Но это был не дом и даже не башня, к которой можно было применить геометрически правильную схему.
Произведение искусства не хотело считаться ни с какой геометрией. Тогда Никитин отказался от политики «встроить» в статую конструктивную «куклу», отбросил привычные пути, как это он не раз уже делал.
Решение, которое нашел Никитин, было даже для его почерка настолько непривычным, что, казалось, перечеркнуло все его прежние подходы, а заодно и практику возведения монументальных скульптур. Но, как впоследствии оказалось, не отбросило, а обогатило эту практику.
Раз статуя не желает считаться ни с какой конструктивной формой, рассуждал конструктор, то пусть и форма не считается со скульптурой. Пусть статуя и конструкция сосуществуют параллельно, независимо друг от друга. Эта мысль была почти абсурдной, но от нее оказался всего один шаг до находки — превратить в «куклу» не вписанную в скульптуру конструкцию, а саму статую сделать «куклой».
В своей диссертации Николай Васильевич писал: «В результате длительных поисков принято было следующее конструктивное решение. В статую, совершенно не считаясь с ее формой, вписывается регулярная конструкция из пересекающихся под прямым углом вертикальных стенок с шагом 3 м, с постоянной толщиной 25 см. Из этой системы стенок поверхность статуи вырезает конструкцию решетки, а железобетонная оболочка включается в совместную работу с регулярной пространственной системой стенок».
Стальная многоплановая решетка стала, таким образом, сразу и обстройкой, и внутренним каркасом монумента. Но этим приемом, которого прежде никто не знал, можно было решить задачу по возведению торса статуи.

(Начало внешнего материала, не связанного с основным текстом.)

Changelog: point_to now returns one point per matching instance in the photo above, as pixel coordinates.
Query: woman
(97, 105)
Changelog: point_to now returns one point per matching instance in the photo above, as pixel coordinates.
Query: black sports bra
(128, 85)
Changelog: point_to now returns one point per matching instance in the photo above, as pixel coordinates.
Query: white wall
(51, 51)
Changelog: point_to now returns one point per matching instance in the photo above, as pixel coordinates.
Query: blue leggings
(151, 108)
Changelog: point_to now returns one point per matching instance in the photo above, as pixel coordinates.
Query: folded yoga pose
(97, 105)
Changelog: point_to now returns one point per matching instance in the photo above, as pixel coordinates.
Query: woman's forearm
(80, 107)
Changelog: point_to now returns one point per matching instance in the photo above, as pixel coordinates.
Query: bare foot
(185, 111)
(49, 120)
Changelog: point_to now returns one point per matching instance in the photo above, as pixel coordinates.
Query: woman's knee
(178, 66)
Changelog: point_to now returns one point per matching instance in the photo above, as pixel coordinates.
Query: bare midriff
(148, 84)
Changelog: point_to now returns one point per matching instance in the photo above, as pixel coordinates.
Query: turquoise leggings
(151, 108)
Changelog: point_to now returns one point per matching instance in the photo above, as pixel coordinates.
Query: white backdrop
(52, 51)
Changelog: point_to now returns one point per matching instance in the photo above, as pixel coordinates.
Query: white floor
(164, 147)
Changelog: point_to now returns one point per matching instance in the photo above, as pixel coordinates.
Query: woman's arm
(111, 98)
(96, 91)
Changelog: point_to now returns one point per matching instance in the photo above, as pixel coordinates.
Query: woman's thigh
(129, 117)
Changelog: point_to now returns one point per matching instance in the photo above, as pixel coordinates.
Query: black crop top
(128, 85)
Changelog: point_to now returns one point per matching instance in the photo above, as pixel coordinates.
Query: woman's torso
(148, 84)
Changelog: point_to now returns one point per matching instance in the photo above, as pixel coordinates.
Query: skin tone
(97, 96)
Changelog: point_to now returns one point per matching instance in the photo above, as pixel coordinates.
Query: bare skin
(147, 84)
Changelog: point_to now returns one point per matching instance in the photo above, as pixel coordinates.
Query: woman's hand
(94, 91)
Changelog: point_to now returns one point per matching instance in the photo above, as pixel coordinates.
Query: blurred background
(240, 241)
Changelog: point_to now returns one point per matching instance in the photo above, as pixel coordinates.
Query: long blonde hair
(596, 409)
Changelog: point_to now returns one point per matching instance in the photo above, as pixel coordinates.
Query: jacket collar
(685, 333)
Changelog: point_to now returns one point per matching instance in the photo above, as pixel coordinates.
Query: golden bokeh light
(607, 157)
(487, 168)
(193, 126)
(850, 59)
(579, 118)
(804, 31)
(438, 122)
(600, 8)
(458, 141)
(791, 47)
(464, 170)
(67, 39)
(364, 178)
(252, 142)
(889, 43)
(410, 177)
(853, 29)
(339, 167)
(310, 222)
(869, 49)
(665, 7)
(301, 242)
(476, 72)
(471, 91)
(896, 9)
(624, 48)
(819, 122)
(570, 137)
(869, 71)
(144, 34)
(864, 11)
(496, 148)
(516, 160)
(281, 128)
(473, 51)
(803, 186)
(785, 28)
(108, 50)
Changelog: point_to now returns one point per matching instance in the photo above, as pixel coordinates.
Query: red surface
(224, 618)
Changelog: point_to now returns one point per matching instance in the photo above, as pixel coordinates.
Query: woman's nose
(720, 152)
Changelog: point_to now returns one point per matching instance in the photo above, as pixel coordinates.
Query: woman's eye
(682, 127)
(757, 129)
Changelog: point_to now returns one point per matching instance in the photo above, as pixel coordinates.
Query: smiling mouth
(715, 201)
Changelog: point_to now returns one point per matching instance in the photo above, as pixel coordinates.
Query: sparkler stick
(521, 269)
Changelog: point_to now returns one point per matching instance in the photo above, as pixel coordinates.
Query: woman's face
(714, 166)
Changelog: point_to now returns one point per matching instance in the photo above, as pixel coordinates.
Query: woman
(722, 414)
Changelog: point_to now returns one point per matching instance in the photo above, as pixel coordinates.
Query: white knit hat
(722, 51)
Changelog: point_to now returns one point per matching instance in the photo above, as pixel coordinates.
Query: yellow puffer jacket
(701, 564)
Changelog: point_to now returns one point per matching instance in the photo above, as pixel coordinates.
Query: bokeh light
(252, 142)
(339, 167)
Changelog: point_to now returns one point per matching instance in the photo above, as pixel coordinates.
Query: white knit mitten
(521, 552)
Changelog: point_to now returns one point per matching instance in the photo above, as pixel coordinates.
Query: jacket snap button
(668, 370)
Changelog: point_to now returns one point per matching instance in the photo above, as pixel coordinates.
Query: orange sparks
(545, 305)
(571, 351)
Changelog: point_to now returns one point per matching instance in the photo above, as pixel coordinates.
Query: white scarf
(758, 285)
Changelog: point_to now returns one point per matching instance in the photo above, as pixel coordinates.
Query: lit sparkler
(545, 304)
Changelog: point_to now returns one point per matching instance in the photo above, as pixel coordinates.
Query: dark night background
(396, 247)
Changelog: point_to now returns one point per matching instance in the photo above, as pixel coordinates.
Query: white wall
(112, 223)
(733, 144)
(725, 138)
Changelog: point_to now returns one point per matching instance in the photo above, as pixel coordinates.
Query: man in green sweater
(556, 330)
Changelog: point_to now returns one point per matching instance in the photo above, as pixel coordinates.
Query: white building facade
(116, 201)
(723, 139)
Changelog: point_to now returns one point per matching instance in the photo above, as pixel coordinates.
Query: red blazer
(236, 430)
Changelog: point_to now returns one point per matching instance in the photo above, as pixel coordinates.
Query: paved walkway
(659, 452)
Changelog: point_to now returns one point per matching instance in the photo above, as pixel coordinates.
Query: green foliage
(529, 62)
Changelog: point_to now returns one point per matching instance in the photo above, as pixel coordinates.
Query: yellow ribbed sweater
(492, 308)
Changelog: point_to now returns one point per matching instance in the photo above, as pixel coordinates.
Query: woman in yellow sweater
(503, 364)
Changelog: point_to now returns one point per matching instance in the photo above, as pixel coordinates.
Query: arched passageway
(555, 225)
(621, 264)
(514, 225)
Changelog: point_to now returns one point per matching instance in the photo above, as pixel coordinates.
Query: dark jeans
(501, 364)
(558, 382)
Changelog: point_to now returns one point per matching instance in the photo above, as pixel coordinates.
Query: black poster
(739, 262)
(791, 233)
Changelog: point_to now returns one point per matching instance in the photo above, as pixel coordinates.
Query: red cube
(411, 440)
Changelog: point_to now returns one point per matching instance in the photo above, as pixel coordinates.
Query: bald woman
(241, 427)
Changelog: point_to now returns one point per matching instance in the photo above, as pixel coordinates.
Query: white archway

Руки, голову и развевающийся на ветру шарф, перекинутый через плечо, Никитин решил сделать на земле, а потом поднять краном и укрепить в заданном положении. Точно так, как поступил с моделью Вучетич.
Когда Никитин знакомил Евгения Викторовича со своим конструктивным решением, то не раз встречал на себе удивленно-восторженные, торжествующие взгляды скульптора.
Возведение монумента шло своим чередом, а Никитин снова углубился в строительные работы.
На закладку скульптурного ансамбля «Родина-мать» ему выехать не удалось. Последствия змеиного укуса вылились в серьезную болезнь, которая то отступала, то прогрессировала. Никитин все труднее передвигался, и врачи стали поговаривать об ампутации, которой сорок лет назад ему с таким трудом удалось избежать.
Но, несмотря на прогрессирующий недуг, ему пришлось увидеть монумент в полный рост. По руке статуи, удерживающей меч, вдруг пошли глубокие трещины. При сильном ветре меч раскачивался и угрожающе гудел.
Ветер, который конструктор так хорошо умел усмирять, здесь, на монументе, нанес ему удар. Оказалось, что проектанты не поинтересовались «розой ветров» на Мамаевом кургане, а Николай Васильевич, увлеченный непривычным делом, о привычном ветре не стал задумываться.
4 октября 1967 года Николай Васильевич получил из Волгограда телеграмму, подписанную секретарем Волгоградского обкома КПСС: «Прошу Вас немедленно выехать».
12 октября Никитин прибыл в Волгоград, где уже работала группа по его аварийным чертежам. Внутри двадцатиметрового стального меча и в полости поднятой руки срочно натянули канаты.
На курган Никитин приехал в полдень. Ходил он к тому времени уже очень тяжело, и ему принесли жесткое кресло.
— Николай Васильевич, как же так, — спрашивал его Вучетич, — мы ведь об авариях не договаривались?
Никитин хмуро молчал, морщился то ли от досады, то ли от боли в ноге.
— А если снова меч загудит? Вы уедете, а он загудит!
— Тогда я сам залезу наверх и буду меч держать. Я эту статую рассчитывал на двести лет, а с канатами она все триста простоит. Отправляйте меня домой!